7. ACCEPTANCE CERTIFICATE. "Acceptance" by Alaris of any matter,
device, design, document, kit or product specified in Section 6 hereof as
requiring the Acceptance of Alaris shall mean and be evidenced only by a
written certificate (an "Acceptance Certificate") delivered by Alaris to
Caesarea, on or before the date specified for Acceptance, specifying that the
matter, device, design, document, kit or product has been delivered by Caesarea
to Alaris, and that the matter, device, design, document, kit or product has
been completed and presented in a form and manner which is satisfactory to
Alaris. In the event that the matter, device, design, document, kit or product
has been completed and presented in a form and manner which is not satisfactory
to Alaris, Alaris shall deliver a written certificate (a "Rejection
Certificate") to Caesarea, on or before the date specified for Acceptance,
containing a general description of the relevant items which require correction
for an Acceptance by Alaris to take place. Caesarea shall be granted an
extension of 30 days from the date of receipt of such Rejection Certificate
(the "Correction Period") to correct the items which are required for an
Acceptance by Alaris to take place (the "Correction Items") and Alaris shall
(at the sole cost and expense of Caesarea), upon the reasonable request of
Caesarea, meet or engage in communications with Caesarea in order to assist
Caesarea in understanding the reason that Alaris has delivered the Rejection
Certificate. If the Correction Items are corrected within the Correction
Period in a manner satisfactory to Alaris, Alaris shall deliver an Acceptance
Certificate to Caesarea. In such event, Acceptance will be deemed to have
taken place within the time period specified in Section 6 and any additional
payment which is conditioned upon such Acceptance shall be made. If the
Correction Items are not corrected in a manner satisfactory to Alaris within
the Correction Period, the applicable additional payment shall not be made.

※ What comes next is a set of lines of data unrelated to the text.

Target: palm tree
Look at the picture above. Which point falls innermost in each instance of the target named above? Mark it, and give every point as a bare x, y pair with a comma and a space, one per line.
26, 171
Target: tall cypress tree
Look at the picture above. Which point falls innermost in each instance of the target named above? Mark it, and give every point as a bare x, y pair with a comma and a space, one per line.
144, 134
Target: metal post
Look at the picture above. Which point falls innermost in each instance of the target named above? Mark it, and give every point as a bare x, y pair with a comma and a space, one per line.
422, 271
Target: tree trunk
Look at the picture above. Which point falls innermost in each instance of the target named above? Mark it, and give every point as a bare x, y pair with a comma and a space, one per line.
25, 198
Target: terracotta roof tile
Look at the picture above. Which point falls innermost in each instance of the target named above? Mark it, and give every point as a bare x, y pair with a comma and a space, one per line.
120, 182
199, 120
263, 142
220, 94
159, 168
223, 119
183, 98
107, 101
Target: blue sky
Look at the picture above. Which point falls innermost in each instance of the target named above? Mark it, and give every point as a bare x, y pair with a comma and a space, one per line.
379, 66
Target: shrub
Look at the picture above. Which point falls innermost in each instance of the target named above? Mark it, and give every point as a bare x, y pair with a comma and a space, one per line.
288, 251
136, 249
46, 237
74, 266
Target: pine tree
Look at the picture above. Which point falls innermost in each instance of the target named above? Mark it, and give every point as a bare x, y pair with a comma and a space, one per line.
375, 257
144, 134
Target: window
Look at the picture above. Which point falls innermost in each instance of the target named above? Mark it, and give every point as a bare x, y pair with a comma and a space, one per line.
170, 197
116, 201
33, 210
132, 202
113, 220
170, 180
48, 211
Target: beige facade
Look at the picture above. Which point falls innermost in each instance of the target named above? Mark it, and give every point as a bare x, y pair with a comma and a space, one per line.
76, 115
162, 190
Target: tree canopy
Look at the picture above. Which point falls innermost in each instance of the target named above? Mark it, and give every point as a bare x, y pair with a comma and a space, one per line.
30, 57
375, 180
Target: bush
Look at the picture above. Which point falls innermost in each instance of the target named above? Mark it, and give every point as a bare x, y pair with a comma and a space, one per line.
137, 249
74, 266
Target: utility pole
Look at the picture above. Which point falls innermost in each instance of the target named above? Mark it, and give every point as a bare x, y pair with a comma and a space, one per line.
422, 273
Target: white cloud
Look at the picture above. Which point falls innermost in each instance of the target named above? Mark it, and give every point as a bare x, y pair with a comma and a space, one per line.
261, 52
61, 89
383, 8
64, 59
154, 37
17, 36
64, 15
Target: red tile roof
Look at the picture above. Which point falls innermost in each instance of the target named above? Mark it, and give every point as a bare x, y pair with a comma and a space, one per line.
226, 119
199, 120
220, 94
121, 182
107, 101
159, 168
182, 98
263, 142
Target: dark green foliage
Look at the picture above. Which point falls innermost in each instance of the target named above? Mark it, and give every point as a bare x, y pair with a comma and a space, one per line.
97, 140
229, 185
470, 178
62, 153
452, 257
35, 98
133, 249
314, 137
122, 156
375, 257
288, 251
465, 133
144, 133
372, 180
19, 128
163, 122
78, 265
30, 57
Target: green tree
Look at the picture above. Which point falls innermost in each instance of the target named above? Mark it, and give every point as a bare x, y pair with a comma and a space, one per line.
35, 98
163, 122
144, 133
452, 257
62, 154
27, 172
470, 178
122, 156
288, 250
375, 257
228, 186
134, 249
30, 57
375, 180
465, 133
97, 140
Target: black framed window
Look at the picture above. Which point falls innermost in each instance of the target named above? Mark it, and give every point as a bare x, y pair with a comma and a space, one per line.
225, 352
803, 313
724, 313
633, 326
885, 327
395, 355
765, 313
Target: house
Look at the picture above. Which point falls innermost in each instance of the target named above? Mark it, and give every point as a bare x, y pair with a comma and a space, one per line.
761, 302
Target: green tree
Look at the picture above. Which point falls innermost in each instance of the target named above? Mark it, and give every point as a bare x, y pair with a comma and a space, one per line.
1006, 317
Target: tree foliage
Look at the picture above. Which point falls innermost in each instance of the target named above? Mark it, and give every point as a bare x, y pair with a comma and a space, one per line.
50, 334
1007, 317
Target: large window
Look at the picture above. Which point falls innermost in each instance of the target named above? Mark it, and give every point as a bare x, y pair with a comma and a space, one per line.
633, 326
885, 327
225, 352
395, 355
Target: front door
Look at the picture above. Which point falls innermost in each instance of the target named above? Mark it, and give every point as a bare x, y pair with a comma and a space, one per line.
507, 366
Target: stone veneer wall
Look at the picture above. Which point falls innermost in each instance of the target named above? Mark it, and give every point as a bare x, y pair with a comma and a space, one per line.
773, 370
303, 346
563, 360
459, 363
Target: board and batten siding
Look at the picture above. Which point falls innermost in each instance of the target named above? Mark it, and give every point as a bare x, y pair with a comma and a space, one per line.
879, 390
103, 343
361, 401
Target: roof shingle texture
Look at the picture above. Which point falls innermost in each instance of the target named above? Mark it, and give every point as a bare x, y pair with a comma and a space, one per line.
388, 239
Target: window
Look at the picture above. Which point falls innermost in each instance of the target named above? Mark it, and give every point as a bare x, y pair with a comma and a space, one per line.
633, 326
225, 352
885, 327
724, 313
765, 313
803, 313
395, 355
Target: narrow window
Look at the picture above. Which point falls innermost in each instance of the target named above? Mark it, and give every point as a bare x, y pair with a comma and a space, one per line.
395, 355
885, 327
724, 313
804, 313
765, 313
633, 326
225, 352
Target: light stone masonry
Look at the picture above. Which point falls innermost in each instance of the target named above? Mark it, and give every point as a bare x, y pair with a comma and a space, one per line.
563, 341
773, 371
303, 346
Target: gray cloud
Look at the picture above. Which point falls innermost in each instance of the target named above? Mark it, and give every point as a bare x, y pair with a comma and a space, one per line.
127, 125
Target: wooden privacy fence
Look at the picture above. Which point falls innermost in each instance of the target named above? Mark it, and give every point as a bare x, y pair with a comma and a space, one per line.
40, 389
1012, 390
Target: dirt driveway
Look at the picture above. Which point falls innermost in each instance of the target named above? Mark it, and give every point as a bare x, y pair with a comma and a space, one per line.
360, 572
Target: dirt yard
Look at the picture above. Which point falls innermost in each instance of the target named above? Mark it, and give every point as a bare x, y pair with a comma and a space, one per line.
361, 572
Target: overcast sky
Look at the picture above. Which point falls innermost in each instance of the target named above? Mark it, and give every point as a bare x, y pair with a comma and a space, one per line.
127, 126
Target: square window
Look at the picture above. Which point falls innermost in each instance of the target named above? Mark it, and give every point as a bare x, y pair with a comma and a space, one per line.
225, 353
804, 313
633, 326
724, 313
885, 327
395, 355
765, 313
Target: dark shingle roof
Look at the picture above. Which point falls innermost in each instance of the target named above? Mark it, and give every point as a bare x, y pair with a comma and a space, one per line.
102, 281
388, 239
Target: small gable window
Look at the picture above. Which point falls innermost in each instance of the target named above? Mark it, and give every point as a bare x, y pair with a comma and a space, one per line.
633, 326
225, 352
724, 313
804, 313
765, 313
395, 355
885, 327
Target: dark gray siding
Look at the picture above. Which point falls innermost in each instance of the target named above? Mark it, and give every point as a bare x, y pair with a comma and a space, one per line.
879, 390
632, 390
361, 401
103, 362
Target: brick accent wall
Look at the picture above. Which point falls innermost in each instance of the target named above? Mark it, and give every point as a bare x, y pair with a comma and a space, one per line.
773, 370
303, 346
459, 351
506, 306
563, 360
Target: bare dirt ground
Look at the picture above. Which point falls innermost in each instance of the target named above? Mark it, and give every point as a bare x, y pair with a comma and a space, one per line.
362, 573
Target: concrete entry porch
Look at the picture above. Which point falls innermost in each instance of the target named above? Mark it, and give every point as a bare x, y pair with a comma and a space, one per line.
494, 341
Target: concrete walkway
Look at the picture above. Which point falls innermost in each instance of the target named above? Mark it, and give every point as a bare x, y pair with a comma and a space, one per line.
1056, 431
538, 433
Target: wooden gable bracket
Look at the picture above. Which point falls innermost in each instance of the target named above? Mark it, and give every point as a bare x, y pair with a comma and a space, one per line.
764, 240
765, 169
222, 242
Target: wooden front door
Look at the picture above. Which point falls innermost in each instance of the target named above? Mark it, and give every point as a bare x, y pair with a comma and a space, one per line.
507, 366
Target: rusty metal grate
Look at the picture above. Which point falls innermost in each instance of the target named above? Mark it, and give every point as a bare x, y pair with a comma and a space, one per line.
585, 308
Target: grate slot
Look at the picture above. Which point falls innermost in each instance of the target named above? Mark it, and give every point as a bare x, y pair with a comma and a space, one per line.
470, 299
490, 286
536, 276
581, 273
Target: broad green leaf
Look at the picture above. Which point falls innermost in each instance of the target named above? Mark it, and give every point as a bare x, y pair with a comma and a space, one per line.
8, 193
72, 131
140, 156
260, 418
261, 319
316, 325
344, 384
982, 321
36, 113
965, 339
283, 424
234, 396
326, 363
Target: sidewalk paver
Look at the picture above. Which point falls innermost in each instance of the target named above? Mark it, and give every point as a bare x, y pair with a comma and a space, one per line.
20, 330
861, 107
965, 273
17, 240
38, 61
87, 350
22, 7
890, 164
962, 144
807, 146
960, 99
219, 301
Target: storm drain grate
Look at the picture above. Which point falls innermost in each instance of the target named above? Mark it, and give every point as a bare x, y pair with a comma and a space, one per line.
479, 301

8. PURCHASE OF NIKI PUMPS. In addition to the Additional Payments, for
each NIKI Pump delivered to Alaris pursuant to and in accordance with Section 6
hereof, Alaris shall pay to Caesarea the sum of three hundred fifty ($350)
dollars within 30 days from the later of (i) receipt by Alaris of Caesarea's
invoice issued upon shipment of the NIKI Pumps or (ii) delivery of the NIKI
Pumps to the Specified Location.
9. MANNER OF DELIVERY. All NIKI Pumps, Manufacturing Assembly Kits,
Assets and all other devices, goods, documents and products to be delivered by
Caesarea under this Agreement shall be delivered by Caesarea to Alaris F.O.B.,
Israel. NIKI Pumps and Manufacturing Assembly Kits are supplied by Caesarea as
a sub-contractor of Alaris.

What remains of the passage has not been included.